Emma admits she was nervous during the visit, but her nerves calmed once she got behind the piano. Music is her outlet, and it's the biggest sign that her life is getting back to normal.
Last January — without warning — sight in Emma's right eye became very blurry, hindering her ability to read or play her favorite instrument.
"If I wanted to read, I had to actually put my face on the page to make out the words," she said. "It was kinda weird."
She was diagnosed with a genetic eye disorder called keratoconus, a thinning of the cornea. Doctors said her only hope was to get a corneal transplant
"It was just really strange," she said. "It didn't seem like something that would happen to someone my age."
By July, Emma was in surgery, and became one of the more than 1,200 people this year who received corneal transplants at UT Southwestern.

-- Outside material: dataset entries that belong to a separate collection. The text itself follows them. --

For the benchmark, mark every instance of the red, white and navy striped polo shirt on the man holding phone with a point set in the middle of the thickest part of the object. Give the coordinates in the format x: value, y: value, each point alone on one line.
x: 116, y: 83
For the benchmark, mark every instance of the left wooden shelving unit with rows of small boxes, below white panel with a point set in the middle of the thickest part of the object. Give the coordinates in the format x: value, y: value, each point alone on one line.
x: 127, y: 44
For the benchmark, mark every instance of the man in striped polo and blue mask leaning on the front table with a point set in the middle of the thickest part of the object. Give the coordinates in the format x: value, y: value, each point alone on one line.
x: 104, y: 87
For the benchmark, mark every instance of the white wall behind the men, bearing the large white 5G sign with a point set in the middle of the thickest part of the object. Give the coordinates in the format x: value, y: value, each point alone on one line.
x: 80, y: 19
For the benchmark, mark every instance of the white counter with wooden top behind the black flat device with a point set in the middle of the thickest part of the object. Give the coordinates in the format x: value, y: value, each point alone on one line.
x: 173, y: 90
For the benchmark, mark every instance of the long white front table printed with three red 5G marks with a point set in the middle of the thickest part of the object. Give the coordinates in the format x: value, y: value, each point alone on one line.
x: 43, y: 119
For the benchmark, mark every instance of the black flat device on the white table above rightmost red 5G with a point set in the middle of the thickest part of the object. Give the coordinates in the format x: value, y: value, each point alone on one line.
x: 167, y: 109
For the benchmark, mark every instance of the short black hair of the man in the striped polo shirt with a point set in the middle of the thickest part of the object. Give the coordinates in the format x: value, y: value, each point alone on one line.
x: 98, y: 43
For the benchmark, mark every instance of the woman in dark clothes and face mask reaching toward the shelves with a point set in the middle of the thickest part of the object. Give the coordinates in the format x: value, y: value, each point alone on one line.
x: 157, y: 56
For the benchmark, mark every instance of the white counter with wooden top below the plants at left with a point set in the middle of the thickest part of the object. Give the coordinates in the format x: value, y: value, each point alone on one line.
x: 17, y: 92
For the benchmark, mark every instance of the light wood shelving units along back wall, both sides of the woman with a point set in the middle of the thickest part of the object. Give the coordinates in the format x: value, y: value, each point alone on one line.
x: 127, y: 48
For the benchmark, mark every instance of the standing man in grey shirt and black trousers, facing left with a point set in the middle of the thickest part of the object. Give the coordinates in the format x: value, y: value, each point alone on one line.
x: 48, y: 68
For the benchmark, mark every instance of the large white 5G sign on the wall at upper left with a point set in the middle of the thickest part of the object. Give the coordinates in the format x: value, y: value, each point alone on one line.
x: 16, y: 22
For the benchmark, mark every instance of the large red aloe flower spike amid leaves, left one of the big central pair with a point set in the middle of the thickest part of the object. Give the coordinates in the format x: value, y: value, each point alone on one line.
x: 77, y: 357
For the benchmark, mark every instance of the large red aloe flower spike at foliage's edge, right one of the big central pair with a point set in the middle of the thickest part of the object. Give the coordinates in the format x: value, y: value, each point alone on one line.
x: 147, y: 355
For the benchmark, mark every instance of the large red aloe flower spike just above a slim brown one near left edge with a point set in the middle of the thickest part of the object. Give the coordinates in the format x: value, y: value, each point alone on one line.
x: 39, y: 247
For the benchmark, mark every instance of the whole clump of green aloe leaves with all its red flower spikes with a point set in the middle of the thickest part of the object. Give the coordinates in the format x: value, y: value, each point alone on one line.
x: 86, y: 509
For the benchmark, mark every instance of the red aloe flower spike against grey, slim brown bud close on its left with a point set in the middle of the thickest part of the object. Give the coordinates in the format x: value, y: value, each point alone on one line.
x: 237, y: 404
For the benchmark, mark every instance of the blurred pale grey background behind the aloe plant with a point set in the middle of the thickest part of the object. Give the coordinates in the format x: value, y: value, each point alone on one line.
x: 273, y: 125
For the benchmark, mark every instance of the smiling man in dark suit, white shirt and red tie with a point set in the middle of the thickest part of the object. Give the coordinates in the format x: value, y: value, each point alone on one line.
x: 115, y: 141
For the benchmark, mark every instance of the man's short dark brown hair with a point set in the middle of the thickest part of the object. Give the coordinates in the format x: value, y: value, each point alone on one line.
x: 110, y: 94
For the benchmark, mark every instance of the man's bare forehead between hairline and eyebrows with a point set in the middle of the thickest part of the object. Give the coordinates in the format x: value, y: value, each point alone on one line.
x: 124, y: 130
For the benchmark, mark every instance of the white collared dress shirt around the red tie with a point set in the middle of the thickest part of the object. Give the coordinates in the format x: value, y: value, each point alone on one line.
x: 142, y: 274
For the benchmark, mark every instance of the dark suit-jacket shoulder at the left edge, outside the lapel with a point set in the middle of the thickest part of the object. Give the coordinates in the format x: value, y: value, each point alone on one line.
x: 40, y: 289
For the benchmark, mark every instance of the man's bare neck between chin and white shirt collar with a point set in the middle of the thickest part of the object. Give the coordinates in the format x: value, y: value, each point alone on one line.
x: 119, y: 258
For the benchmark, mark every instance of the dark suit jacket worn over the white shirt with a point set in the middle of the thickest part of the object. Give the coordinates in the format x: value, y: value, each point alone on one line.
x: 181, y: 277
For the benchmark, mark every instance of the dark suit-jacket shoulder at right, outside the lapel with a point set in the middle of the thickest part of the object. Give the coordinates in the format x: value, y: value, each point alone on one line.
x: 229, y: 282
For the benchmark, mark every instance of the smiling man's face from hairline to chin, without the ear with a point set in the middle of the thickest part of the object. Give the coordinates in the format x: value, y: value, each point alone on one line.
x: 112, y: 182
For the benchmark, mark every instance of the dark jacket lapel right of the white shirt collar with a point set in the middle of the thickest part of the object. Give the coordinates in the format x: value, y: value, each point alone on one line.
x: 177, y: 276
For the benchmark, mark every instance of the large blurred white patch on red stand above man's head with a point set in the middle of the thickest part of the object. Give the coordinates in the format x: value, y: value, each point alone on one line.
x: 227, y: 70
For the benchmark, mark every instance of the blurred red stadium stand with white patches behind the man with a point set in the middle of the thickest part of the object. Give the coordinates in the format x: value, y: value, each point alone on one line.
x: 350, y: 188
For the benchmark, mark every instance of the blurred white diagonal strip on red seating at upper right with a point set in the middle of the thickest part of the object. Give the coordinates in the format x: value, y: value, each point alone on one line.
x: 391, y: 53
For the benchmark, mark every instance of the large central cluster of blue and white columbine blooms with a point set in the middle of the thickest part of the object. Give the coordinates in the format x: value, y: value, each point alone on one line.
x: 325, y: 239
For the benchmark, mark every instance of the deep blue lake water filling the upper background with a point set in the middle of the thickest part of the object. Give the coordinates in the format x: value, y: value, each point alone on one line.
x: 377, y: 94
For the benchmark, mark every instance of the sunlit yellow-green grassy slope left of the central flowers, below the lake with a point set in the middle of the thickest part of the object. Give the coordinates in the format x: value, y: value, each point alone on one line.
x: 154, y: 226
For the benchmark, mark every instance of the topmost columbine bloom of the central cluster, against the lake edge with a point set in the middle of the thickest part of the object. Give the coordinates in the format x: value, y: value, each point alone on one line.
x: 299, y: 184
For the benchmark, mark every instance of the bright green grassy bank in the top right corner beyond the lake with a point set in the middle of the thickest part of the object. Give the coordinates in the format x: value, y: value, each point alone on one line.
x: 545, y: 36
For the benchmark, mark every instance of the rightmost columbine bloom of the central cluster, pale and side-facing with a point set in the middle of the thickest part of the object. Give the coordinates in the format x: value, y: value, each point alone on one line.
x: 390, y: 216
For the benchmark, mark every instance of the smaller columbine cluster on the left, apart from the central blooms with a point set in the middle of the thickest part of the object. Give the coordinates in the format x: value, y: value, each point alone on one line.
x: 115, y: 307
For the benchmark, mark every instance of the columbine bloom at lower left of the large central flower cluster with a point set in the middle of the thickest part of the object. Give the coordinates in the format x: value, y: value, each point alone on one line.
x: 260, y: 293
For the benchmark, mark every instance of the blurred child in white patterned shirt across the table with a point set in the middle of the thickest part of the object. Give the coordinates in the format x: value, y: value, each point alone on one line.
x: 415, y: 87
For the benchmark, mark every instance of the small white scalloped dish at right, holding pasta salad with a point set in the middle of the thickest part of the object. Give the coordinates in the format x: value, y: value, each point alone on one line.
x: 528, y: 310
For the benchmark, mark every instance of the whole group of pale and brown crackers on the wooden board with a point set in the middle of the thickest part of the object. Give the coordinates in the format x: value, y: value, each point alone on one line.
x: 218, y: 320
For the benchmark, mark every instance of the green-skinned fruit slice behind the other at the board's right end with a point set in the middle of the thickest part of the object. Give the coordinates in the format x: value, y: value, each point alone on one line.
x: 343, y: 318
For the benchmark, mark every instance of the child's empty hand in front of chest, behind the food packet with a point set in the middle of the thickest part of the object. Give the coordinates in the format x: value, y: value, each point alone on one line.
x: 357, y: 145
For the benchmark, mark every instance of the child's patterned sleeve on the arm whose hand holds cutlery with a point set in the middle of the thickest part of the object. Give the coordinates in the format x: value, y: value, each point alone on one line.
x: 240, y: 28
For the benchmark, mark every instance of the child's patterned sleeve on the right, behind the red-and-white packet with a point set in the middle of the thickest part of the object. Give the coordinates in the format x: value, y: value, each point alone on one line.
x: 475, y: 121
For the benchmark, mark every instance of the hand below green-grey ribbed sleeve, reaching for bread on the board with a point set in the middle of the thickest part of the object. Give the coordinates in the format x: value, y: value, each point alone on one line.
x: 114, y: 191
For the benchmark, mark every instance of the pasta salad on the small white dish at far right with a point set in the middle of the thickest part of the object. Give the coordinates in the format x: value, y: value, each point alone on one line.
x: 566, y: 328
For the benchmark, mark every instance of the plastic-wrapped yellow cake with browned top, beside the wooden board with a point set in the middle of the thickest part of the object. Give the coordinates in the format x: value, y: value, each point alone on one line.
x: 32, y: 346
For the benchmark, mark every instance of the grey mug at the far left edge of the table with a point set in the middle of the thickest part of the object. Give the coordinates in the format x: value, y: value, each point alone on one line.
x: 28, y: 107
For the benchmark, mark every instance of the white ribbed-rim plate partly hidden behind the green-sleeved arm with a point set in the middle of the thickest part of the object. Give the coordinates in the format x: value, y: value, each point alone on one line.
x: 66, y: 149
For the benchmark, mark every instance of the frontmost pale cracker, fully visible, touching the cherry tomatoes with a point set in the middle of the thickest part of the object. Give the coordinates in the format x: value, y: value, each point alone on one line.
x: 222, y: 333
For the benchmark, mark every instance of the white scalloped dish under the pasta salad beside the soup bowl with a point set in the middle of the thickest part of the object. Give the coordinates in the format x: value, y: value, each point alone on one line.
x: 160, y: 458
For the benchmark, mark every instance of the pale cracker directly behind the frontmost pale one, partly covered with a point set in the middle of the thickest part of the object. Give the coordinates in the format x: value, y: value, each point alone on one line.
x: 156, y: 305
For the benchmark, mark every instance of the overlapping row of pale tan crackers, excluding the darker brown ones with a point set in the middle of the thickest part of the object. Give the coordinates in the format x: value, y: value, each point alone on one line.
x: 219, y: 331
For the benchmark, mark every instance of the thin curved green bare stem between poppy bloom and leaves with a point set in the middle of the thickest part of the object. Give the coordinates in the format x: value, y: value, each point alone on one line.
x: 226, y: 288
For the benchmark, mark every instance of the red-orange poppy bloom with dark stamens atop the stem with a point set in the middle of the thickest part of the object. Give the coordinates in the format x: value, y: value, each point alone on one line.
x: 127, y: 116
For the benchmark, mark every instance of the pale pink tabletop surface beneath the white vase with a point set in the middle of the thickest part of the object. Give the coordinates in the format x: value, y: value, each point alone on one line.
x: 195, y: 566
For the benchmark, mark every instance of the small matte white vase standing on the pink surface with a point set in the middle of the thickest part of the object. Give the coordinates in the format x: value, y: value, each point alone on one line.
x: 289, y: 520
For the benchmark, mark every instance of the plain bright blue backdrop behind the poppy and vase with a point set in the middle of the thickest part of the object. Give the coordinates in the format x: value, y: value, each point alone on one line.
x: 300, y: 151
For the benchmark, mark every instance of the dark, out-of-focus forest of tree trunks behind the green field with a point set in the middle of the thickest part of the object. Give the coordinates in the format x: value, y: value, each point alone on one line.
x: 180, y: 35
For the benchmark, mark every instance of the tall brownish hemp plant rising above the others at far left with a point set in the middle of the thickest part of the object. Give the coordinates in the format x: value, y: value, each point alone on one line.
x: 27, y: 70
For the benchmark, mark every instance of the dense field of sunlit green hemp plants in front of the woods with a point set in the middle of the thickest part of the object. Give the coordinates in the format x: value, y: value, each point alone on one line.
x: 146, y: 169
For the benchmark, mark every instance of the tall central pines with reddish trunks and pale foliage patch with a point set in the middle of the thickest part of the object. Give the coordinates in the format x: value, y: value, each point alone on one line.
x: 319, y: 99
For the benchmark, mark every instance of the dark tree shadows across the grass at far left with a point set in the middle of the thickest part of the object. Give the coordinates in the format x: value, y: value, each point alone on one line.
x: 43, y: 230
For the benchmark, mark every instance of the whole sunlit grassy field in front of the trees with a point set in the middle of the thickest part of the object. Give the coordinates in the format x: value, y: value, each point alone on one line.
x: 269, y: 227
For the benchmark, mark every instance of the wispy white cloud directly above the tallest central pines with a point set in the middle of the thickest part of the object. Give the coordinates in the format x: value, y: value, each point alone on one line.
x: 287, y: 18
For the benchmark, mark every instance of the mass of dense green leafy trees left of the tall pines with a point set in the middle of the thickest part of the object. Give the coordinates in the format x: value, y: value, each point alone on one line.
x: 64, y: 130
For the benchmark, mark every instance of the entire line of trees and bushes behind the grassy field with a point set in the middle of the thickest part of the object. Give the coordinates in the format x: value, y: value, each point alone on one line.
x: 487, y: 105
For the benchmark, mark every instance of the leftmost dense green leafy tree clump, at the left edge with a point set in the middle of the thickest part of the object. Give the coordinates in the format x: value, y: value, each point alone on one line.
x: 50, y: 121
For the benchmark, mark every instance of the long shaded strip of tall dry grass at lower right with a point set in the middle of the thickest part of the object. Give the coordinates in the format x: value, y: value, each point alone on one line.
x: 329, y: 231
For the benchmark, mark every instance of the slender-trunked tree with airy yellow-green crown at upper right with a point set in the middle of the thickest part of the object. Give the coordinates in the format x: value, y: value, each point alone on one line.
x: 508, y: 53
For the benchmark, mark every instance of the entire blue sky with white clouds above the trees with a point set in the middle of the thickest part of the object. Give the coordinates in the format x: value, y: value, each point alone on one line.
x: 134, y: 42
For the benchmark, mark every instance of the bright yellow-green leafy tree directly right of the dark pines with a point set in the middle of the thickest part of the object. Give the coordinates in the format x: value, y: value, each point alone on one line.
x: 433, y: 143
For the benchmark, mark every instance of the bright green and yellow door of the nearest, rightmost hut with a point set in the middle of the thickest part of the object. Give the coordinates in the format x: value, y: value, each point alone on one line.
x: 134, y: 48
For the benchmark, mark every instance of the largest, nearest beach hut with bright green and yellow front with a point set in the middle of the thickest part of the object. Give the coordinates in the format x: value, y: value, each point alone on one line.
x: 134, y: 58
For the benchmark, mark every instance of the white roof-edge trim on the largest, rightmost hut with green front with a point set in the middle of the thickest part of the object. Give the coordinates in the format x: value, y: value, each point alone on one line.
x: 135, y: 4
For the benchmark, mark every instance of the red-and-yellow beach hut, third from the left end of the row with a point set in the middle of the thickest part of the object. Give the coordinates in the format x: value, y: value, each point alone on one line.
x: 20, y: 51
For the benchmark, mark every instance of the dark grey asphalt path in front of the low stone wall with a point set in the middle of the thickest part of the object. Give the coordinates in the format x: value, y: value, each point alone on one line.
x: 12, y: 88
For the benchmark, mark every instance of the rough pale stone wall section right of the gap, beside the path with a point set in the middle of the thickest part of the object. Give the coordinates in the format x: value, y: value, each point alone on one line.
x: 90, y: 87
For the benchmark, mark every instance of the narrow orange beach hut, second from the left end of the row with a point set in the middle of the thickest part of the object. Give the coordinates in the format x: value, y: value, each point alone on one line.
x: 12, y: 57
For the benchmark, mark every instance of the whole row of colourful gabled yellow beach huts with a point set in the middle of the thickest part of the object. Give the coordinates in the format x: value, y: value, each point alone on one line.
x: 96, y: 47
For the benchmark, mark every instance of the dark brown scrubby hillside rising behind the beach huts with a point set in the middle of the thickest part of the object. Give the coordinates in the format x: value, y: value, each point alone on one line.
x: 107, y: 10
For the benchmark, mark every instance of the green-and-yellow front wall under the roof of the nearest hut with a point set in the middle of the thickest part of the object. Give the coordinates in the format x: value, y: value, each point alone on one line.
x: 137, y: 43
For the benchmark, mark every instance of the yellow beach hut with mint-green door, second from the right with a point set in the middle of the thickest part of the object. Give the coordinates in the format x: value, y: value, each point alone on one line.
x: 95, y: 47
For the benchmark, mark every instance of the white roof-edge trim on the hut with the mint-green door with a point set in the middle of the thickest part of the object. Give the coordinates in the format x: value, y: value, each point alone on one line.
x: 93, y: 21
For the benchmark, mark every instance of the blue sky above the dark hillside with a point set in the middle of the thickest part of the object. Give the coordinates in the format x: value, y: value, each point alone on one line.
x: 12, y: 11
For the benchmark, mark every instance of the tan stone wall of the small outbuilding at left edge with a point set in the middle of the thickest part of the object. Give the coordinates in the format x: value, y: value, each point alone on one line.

Emma will never meet her donor, but she hopes to meet his or her family. She recently sent them a letter expressing her gratitude.
"I said that I was very sorry that they lost a relative", Emma said, describing the letter. "I really appreciate them."
As Emma's left eye improves, her mom said doctors are closely watching her other eye; it's showing early signs of degeneration.
But her family is not worried; Emma believes she's in good hands.
"I'm just really lucky that we have just good doctors in Dallas, and it can be fixed very easily, really," Emma said.